Campus News

University’s original charter on display following restoration, conservation work

The original charter of the first state university will be displayed Jan. 27 following restoration and conservation work. The document, originally signed in Savannah in 1785, will be exhibited in observance of Founders’ Day in the main library’s Hargrett Rare Book and Manuscript Library from 8:15 a.m. to 4:45 p.m. An overview display will be on view in the lobby of the Main Library, and a Web site created by University Archives (www.libs.uga.edu/hargrett/archives/charter2.html) recounts the charter’s history. The Web site also offers images of the document’s two pages, a transcript and a 1951 history, reprinted courtesy of The Georgia Review.

Due to its fragile condition, the charter rarely leaves the vault in the rare book library. In the late 1990s, a request to display the charter in Savannah was presented to the Hargrett’s director, Mary Ellen Brooks.
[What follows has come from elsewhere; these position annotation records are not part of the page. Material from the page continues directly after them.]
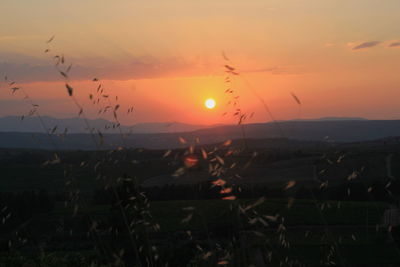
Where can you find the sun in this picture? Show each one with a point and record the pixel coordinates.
(210, 103)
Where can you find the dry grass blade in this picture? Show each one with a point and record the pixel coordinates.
(69, 89)
(290, 184)
(296, 98)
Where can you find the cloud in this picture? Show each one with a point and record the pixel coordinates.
(366, 45)
(23, 68)
(395, 44)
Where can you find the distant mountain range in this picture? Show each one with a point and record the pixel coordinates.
(328, 130)
(78, 125)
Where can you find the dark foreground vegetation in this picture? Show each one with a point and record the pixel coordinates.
(231, 204)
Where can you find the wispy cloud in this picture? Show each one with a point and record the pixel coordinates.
(366, 45)
(395, 44)
(28, 69)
When the local alumni saw its condition, they began a fund-raising drive for its conservation. Before finding a home at the UGA Libraries, the charter had been stored with other state papers and not treated reverentially.
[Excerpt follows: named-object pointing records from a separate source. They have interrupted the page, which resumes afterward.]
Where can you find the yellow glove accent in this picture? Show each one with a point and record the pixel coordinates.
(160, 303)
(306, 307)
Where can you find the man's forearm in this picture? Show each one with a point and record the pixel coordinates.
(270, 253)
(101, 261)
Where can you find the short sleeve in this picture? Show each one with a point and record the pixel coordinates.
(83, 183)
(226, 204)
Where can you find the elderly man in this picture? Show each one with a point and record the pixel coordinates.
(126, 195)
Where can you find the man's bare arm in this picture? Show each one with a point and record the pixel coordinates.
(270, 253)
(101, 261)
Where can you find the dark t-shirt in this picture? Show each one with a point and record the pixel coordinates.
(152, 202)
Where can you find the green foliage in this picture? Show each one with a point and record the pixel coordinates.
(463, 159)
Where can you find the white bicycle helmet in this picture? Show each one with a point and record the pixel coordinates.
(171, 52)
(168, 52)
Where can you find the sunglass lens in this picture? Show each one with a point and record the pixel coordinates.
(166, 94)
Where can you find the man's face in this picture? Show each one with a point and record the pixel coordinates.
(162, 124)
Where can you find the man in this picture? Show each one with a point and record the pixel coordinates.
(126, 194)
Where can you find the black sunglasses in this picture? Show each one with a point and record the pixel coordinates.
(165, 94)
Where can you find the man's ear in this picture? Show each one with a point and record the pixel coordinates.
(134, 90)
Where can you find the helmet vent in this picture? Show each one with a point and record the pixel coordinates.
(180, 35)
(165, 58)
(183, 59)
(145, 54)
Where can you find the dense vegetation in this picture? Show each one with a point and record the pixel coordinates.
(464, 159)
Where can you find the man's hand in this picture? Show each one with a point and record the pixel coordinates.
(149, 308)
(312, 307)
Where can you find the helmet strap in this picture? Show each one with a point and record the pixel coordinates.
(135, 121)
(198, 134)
“Prior to that time, its importance had not been recognized,” wrote John Olin Eidson, editor of the Georgia Review, in 1951. “It bears evidences of having been crumpled, soiled and wetted.”

The manuscript has now been cleaned and encapsulated in buffered film.

“They [the Northeast Document Conservation Center] adhere to the principles of historic and artistic conservation practices-to be minimalist in how you alter a document,” Brooks says. “It doesn’t look like a new document, but it is, in fact, conserved.”